多機能なブロードバンドルータといえば、NTT東日本の「WebCaster 7000」を思い浮かべる人も多いのではないだろうか。インテルの「IXP425」を搭載する同機は、スピード競争と価格競争が行き着いた感のあるブロードバンドルータ市場において、高付加価値化という1つの方向性を示した。
実売3万円前後のWebCaster 7000は、決して“売れ筋”ではない。しかし、製造元のプラネックスが新製品「eXgate」シリーズで「IXP4xx」を大々的に採用するなど、確実にIXP搭載製品は増えている。WebCaster 7000開発の経緯と背景、そしてIXPについて、インテル通信事業本部「IXAコンピテンシ・センター」の友部昭夫部長に話を聞いた。
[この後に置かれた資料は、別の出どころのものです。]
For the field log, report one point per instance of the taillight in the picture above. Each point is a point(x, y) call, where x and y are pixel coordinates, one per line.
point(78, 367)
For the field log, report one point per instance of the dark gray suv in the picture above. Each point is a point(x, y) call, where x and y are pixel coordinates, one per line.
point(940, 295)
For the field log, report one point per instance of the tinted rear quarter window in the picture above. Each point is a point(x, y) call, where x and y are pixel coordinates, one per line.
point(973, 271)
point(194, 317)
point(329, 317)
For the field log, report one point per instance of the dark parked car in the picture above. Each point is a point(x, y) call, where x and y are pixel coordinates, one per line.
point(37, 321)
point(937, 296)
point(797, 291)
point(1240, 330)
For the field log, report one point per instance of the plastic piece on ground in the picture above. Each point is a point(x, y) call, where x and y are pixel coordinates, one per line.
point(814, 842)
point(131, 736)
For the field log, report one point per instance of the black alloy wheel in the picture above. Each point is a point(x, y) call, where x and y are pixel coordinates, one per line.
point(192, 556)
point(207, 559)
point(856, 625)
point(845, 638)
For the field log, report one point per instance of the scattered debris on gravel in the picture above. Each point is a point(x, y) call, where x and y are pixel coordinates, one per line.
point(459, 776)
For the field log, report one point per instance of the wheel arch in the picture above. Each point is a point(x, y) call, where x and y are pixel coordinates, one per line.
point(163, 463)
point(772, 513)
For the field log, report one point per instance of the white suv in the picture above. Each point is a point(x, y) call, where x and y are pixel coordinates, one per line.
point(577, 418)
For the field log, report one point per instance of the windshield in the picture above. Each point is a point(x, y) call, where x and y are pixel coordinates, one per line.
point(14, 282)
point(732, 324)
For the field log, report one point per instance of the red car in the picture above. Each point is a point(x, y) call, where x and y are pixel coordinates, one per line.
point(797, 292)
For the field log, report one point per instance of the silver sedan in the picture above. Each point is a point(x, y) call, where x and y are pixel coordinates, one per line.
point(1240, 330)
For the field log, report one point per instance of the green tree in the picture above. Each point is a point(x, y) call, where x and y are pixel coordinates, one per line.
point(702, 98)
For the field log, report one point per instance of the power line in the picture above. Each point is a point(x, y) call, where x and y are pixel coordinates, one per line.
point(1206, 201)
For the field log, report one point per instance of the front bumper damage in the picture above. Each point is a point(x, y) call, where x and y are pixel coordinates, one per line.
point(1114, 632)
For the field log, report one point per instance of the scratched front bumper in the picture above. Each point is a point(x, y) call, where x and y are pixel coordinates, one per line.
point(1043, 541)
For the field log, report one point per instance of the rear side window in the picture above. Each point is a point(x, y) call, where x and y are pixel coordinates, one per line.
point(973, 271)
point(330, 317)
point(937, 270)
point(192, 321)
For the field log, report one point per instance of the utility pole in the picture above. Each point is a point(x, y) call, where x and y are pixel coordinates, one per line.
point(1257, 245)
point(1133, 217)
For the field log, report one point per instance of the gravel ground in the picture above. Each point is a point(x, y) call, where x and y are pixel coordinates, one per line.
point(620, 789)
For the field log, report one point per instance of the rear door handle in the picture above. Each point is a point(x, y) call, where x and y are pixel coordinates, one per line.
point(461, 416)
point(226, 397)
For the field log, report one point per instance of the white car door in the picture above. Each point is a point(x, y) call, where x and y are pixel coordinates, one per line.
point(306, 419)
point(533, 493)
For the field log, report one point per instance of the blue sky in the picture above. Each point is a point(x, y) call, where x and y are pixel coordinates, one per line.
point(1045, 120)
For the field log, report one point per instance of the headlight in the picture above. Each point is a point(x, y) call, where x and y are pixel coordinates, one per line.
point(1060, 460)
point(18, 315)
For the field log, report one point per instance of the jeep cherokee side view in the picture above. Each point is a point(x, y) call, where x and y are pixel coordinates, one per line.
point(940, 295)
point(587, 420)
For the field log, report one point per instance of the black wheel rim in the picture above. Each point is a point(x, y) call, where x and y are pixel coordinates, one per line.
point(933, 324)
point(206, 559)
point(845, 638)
「WebCaster 7000」は、VPNの高速処理を活かしたリモートアクセス、外付けHDDをファイルサーバとして利用したり、メモリカード内のファイルをWebに公開できるなど、かなり“ゲートウェイっぽい”。ちなみに赤外線インタフェースは未だに用途不明
ホームゲートウェイのビジョン
インテル通信事業本部「IXAコンピテンシ・センター」の友部昭夫部長
同じくIXAコンピテンシ・センターの出村達彦リーダー、コンピタンス・センター・マーケティングエンジニアの岡田亜衣子氏
IXPは、StrongARMベースのXScaleコアに、IPSecのハードウェアアクセラレータや各種I/Oインタフェースを統合したものだ。当初はキャリアグレードの通信機器に向けたプログラマブルな“ネットワークプロセッサ”として登場し、シリーズのローエンドをコンシューマー製品に持ち込む形でブロードバンドルータなどに採用されるようになった。
現在のコンシューマー向けIXP製品ラインアップ
友部氏によると、WebCaster 7000の開発は、販売元のNTT東日本、開発・製造パートナーのプラネックス・コミュニケーションズ、そしてインテルの共同作業だったという。「とくに、仕様決定には、NTT東日本の影響が大きい。同社とは、3年前のFTTH実証実験)から協調しているが、当時からNTTはホームゲートウェイのあり方について、明確なビジョンを持っていた」(友部氏)。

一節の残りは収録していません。